Хотя сам я никогда не думал в таких выражениях, я понимаю, о чем он. И чувствую внезапное родство. Здесь должен добавить, что всегда испытывал к старикам резкое отвращение. Знаю, что это не социально приемлемое чувство, поэтому никому и не признавался. Так что теперь, сам уже приближаясь к старческому маразму, я обнаруживаю, что все больше отвращения испытываю к самому себе. Вместо того чтобы открыть в себе сочувствие к старикам, я ненавижу их и себя все сильнее и с тоской и завистью смотрю на молодежь — упругую кожей, острую умом, идеальную формами, дерзкую духом, татуированную руками, пирсингованную разными частями тела. Конечно, они мне кажутся тупыми и поверхностными — в своих бейсболках с плоскими козырьками и не сорванными ценниками, в своем невежестве в международных отношениях, в своей неспособности заметить меня или почувствовать ко мне сексуальное влечение, восхищаться мной. «Вы все тоже состаритесь и умрете», — бывало, орал я на компании подростков, которые обзывали меня «лысым», «бородатым», «лысачом», «бородачом», «лысой башкой» и «волосатой харей» с безопасного расстояния на парковке супермаркета. Иногда я кричал нечто подобное и подросткам, которые совершенно ничего мне не говорили. Не отвратительны мне лишь пожилые гениальные режиссеры среди нас. Годары, Мельвили, Ренеи. Хотя у меня и нет гомосексуальных наклонностей, к ним я все же ощущаю особый романтический интерес. Возможно, потому что для меня они воплощают собой «отцовскую фигуру», они божества, pater familias’ы
[19], если угодно. Возможно, потому что хотел бы привлечь их внимание, чтобы они любили меня, восхищались мной так же, как я люблю их и восхищаюсь ими. Как этого достичь? Неплохо было бы написать монографию и растолковать их фильмы в таких контекстах, в каких раньше за всю историю кино никто их не растолковал. Возможно, я смог бы рассказать им об их же фильмах что-то такое, о чем они и сами не догадывались. Но этого не произошло, и, поскольку они умирают один за другим, вероятность, что произойдет, исчезающе мала. Я часто думаю, как несправедливо, что миловидные молодые женщины могут сблизиться со старыми, успешными, гениальными творцами лишь по той причине, что те не прочь их трахнуть. В то время как я потел и надрывался, пытаясь понять их творчество, пролить на них свет. Я в самом высоком, проникновенном смысле боготворил их — и ничего. Это верх сексизма. Почему они не могут меня полюбить? Почему отец не мог полюбить меня только за то, что я — это я? Всегда приходилось доказывать, что я чего-то стою. Того, что я милый и сексуальный, было недостаточно. А я, мне кажется, был как раз таким ребенком. Представьте себе священный синтез Брэндона Круза из «Ухаживания отца Эдди»

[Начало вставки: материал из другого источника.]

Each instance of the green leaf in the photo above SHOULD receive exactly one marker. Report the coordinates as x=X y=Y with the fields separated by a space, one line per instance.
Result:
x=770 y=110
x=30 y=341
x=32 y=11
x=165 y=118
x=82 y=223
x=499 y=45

[20] и Маим Бялик из «Блоссом»
[21] — вот так я выглядел в детстве. Воплощение миловидности. Я знаю, это бестактно — воспевать любовь мальчика и мужчины, но у греков — величайшего поколения (прошу прощения у тех, кто сражался с нацистами) с самой большой концентрацией гениев на квадратный метр за всю историю — это было в порядке вещей. Чтобы внести ясность: я не оправдываю настолько неравную расстановку сил в отношениях и абсолютно уверен, что детей нужно защищать от хищников. Просто хочу сказать, что, если бы я в детстве заинтересовал Алена Рене, я был бы польщен. Очевидно, мой поезд уже давно ушел.
Тут безо всякой связи мне в голову приходит, что иногда я воображаю, будто весь целиком твердый. Ни костей, ни крови. Ни органов. Возможно, из резины, с металлическим скелетом. Это было бы идеальное строение для человека. Никаких тебе больше беспокойств о болезни почек, потому что почки резиновые, а резина не подвержена почечным заболеваниям. Я гуглил. А когда у меня проблемы с зубами, я думаю о том, насколько легче была бы жизнь, будь у людей клювы — в смысле вместо зубов, а не вдобавок к зубам, как у Гегеля и Шлегеля. Клювы вдобавок к зубам, очевидно, никаких проблем не решат.